New municipal powers
Municipalities will also get new power under upcoming legislation. Province says it can use its new Community Infrastructure and Housing Acceleration Tool to speed up approvals for non-profit housing, community centers, hospitals, long-term care homes or other similar projects.
However, to do this, councils must submit a request to the Housing Minister explaining why they want the project, what approvals they need and how the public has been consulted. In turn, the Minister may impose conditions on the project. The accelerator cannot be used for Greenbelt lands, the province said.
The bill also contains measures to streamline the subdivision and site plan approval processes, which deal with things like walkways and parking, as well as approvals for multi-unit residential buildings. modular.
Municipalities should also reimburse zoning by-law amendment fees after January 1, 2023 if they do not make a decision within the time limits prescribed by law.

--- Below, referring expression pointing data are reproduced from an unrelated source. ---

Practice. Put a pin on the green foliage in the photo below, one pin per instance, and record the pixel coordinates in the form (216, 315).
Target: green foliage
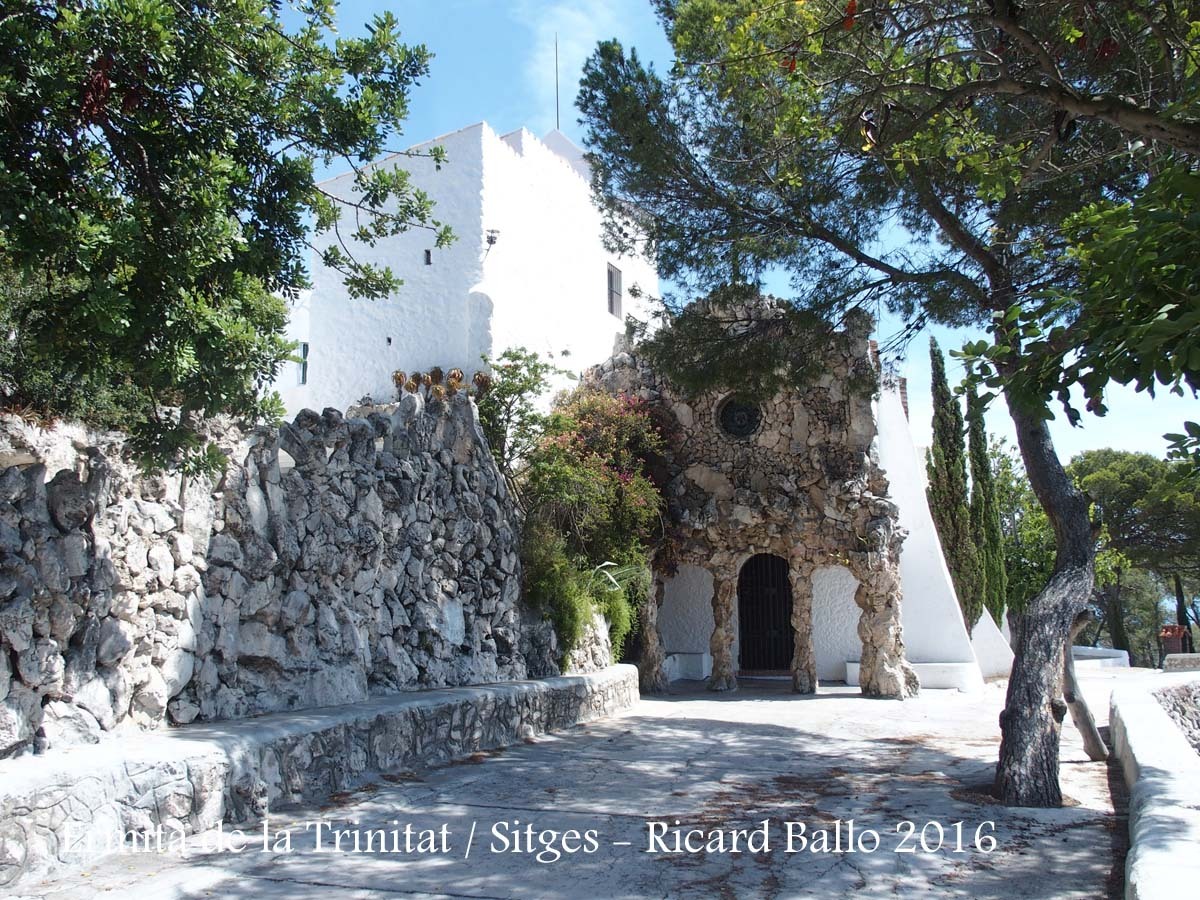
(509, 409)
(589, 507)
(48, 385)
(1029, 544)
(156, 178)
(948, 499)
(985, 513)
(1133, 316)
(591, 513)
(737, 339)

The province says it will also spend $19 million over three years to reduce backlogs at the Ontario Lands Tribunal and the Landlord and Tenant Board.
NDP Leader Andrea Horwath criticized the bill in a statement, saying it “does nothing to make homes more affordable.”
“He doesn’t build starter homes or ‘missing middle’ homes like duplexes and townhouses,” Horwath said. “The bill does nothing to combat speculation. It does not help tenants or buyers. It does not even do the bare minimum [the government’s] own working group recommended.”
Ford blamed high property prices in part on city councils moving too slowly to approve property developments. At a January summit with the mayors of Ontario’s 30 largest cities, he announced a $45 million fund to streamline approvals.
The Affordability Task Force report was not well received by many mayors and councils across the province, particularly in suburban GTA cities.
This could influence the Ford government’s willingness to move forward with the recommendations, as seats in the 905 region are expected to be key battlegrounds in the upcoming provincial election and could ultimately influence the outcome.
A government official, whom CBC News agreed not to name, said the bill reflects a balance between the task force’s recommendations and feedback the government has received from municipalities and the public.
Municipal councils “have been candid about the need to be involved in policy design and development in the task force report”, the official said, adding that the government recognizes that it needs to work with municipalities to shake things up.
Uncertain immediate impact
It is far from certain that the measures coming from the government on Wednesday will have a short-term impact on the purchase price of a house in Ontario.
The task force’s recommendations focused almost entirely on increasing the supply of housing over the next few years.
Some real estate analysts and opposition parties are calling on the government to address the demand factors driving up prices. Recent sales figures show that 25% of home purchases in Ontario are made by investors who own more than one property.
Late Tuesday afternoon, the Ford government announced it was increasing Ontario’s foreign buyers’ tax on residential real estate to 20% and expanding its coverage to apply nationwide. of the province.
Ontario’s “non-resident speculation tax” was introduced in 2017 by the Liberal government of Kathleen Wynne at a time when house prices were rising sharply. This had a significant impact, pushing prices down in 2018.
The tax rate was 15% on home purchases by non-resident buyers in the GTA and a swath of southern Ontario stretching from Peterborough to Barrie, Waterloo and the Niagara Peninsula.
The new 20% rate and its province-wide application take effect immediately.
The opposition New Democrat and Green parties are proposing additional speculation taxes as well as a vacancy tax to try to curb demand from investors who don’t live in the homes they buy.
“This government has had four years and they finally found out there was a housing crisis,” Horwath said at a housing news conference last week in Stratford.
Horwath dismissed the task force’s recommendations as “about one side of the coin” for their focus on market housing supply.